To keep your dog safe, show them you love them by getting them spayed or neutered, getting them fully vaccinated, have them microchipped, make them an ID tag with their name and your phone number, keep them on a leash when you go out, make sure they can stay safely inside your house and yard, and give them all of the love that they can handle. Dogs are angels covered in fur, so treat them the best way you can possibly imagine. They deserve that and more.

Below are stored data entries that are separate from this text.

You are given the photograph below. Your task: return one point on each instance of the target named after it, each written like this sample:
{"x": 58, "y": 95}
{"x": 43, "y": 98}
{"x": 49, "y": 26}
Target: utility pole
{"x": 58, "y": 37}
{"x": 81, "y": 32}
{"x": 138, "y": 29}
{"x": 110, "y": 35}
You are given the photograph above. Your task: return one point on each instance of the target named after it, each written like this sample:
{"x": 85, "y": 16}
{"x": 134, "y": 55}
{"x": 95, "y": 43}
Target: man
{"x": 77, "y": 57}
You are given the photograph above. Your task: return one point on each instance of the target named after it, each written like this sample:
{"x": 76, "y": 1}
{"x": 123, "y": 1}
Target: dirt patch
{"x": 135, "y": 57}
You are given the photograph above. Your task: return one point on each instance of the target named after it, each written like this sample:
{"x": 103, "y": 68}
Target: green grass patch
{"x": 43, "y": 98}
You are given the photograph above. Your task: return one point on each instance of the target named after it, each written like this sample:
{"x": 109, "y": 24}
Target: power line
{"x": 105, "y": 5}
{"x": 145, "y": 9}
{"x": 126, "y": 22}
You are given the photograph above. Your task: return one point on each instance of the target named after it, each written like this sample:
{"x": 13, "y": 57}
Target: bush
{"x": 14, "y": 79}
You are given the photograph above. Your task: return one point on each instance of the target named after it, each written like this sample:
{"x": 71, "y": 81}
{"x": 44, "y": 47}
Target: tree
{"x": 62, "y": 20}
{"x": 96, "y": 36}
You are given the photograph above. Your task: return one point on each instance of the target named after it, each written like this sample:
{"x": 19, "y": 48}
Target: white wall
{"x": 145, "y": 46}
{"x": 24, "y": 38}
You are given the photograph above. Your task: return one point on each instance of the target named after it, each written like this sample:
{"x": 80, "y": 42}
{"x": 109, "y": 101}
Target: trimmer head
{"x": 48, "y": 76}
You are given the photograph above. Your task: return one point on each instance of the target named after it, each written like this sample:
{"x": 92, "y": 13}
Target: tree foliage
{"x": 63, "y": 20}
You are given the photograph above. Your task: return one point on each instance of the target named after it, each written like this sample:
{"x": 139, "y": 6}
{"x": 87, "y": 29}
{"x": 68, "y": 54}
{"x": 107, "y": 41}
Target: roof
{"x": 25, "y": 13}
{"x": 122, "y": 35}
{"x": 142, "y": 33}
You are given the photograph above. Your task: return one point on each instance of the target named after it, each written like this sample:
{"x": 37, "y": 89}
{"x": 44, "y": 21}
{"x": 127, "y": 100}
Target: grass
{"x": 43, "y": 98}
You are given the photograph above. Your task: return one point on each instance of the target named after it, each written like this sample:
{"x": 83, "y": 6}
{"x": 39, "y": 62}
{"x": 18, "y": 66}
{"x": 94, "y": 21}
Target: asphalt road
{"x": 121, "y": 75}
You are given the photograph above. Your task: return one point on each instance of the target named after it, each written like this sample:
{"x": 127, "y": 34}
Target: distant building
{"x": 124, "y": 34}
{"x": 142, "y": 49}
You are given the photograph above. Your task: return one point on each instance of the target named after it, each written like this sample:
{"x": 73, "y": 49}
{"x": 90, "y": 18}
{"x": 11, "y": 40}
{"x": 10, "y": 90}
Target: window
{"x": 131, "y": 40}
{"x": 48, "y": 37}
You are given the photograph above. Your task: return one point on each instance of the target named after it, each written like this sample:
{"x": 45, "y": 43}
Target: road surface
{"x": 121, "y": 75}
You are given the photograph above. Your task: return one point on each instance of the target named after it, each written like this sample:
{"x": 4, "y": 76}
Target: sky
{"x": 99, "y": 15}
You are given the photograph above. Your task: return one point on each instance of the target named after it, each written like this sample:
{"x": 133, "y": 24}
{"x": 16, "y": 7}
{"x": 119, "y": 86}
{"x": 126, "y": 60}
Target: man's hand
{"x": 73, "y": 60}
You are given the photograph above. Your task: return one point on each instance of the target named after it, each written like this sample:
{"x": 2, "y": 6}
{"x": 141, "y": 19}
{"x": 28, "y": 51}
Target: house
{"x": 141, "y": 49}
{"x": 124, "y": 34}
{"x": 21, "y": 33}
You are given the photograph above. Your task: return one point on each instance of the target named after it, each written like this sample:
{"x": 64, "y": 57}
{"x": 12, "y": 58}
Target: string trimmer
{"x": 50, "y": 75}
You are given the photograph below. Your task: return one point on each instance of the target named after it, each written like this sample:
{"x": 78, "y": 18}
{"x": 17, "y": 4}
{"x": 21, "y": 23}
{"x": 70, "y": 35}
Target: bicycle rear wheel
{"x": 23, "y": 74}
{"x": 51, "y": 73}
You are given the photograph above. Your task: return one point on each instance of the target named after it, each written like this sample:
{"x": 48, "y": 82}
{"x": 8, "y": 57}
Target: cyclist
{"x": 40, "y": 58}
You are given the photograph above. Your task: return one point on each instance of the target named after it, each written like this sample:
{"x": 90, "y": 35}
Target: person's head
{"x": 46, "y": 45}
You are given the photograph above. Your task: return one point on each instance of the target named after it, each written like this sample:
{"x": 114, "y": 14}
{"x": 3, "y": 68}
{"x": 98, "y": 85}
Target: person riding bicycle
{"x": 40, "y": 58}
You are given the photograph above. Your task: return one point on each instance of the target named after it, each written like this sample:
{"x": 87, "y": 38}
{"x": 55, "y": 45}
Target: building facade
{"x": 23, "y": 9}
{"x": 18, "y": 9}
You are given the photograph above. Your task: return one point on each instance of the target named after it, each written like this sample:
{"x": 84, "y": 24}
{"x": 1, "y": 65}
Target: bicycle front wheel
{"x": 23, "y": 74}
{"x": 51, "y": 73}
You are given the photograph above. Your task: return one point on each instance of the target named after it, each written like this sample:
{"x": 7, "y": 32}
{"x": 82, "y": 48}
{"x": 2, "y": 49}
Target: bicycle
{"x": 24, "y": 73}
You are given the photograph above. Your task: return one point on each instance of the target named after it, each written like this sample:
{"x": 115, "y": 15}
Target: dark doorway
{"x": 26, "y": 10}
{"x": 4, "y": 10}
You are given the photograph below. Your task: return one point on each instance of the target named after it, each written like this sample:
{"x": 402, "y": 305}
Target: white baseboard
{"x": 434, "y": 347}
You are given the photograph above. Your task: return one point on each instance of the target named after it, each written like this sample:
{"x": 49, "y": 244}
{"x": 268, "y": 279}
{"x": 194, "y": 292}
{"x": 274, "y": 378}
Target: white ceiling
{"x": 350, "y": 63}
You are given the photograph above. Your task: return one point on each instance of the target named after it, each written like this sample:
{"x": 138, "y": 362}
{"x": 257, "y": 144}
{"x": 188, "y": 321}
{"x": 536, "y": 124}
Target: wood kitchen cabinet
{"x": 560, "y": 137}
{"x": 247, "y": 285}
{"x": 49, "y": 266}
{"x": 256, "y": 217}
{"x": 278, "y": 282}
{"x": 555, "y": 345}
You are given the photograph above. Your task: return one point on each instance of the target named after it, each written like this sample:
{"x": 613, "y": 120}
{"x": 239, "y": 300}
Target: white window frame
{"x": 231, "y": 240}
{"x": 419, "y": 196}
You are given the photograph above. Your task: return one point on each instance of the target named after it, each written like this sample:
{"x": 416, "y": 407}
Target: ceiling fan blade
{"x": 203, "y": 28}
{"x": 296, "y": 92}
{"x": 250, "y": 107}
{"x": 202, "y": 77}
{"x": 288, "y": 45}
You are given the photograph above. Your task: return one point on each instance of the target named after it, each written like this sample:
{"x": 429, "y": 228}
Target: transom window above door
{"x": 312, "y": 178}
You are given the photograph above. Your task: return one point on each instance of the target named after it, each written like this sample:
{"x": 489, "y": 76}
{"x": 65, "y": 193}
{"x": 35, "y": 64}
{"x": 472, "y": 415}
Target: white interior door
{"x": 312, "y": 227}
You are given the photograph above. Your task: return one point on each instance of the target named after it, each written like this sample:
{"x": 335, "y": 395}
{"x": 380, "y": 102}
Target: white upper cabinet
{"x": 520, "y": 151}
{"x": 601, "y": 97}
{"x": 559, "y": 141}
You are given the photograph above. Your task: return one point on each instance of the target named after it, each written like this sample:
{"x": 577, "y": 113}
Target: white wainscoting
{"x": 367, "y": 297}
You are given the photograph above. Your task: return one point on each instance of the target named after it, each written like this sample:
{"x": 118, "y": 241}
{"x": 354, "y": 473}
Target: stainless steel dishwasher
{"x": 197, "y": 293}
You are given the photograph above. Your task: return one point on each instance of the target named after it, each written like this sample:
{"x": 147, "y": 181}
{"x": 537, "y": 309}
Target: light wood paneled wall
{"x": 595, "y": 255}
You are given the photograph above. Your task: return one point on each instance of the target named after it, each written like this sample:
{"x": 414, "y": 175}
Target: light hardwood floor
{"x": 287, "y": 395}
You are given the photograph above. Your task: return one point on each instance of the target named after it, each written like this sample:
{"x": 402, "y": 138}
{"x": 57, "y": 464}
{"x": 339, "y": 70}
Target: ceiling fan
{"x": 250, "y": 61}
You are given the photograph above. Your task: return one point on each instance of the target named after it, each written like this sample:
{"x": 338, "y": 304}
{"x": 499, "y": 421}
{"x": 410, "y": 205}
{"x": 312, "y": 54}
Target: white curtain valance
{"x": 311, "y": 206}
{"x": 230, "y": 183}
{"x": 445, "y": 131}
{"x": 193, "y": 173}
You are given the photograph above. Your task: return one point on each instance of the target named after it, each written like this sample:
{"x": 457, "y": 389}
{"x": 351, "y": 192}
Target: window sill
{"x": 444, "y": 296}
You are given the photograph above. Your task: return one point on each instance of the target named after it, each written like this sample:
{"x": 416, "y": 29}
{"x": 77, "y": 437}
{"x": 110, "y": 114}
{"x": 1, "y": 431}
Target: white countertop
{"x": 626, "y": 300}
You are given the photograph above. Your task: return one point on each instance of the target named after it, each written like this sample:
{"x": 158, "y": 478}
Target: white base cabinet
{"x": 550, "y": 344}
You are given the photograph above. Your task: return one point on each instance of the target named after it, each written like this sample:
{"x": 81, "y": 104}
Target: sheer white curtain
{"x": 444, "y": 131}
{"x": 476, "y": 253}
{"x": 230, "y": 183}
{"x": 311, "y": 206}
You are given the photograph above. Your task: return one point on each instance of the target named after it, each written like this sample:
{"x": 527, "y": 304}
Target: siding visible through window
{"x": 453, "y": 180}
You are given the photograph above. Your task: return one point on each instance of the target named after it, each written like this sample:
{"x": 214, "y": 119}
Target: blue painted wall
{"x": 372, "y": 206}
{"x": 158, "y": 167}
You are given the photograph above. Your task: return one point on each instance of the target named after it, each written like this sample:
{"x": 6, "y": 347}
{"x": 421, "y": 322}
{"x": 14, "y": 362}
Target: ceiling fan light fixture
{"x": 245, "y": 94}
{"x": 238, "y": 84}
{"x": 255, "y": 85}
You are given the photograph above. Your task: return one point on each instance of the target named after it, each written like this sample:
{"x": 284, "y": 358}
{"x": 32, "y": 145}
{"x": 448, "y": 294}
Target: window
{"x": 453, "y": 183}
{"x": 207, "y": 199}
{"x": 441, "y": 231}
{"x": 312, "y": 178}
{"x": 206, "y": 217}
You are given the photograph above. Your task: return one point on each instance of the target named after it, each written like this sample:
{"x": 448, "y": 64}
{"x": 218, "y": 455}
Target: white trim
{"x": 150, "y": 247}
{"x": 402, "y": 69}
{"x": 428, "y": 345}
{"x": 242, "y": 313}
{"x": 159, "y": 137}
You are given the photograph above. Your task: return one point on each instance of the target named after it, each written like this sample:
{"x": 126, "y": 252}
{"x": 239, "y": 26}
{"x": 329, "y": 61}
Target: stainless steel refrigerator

Jessica Smith, Managing Editor, having been raised in a household full of dogs, guinea pigs, hamsters, and all things furry, Jessica’s love of animals has only grown over the years. She is currently volunteering for Safe Haven Animal Sanctuary in her free time when she isn’t out and about with her ridiculous pit bull mix, Annabel Lee, or taking care of her goldfish, Carrot Cake. She is also putting her literature degree to use by working as an editor for a local online magazine, Independent Noise. While she has no plans for the future, she knows that it will be filled with fur and fiction galore. You can e-mail Jessica at firstname.lastname@example.org
Very good article. We lost Maggie once in California and thanks to her chip and very nice people who found her and attempted to find us the owners, they drove her home (30 miles away) but did check with their vet the for the chip, and all was good.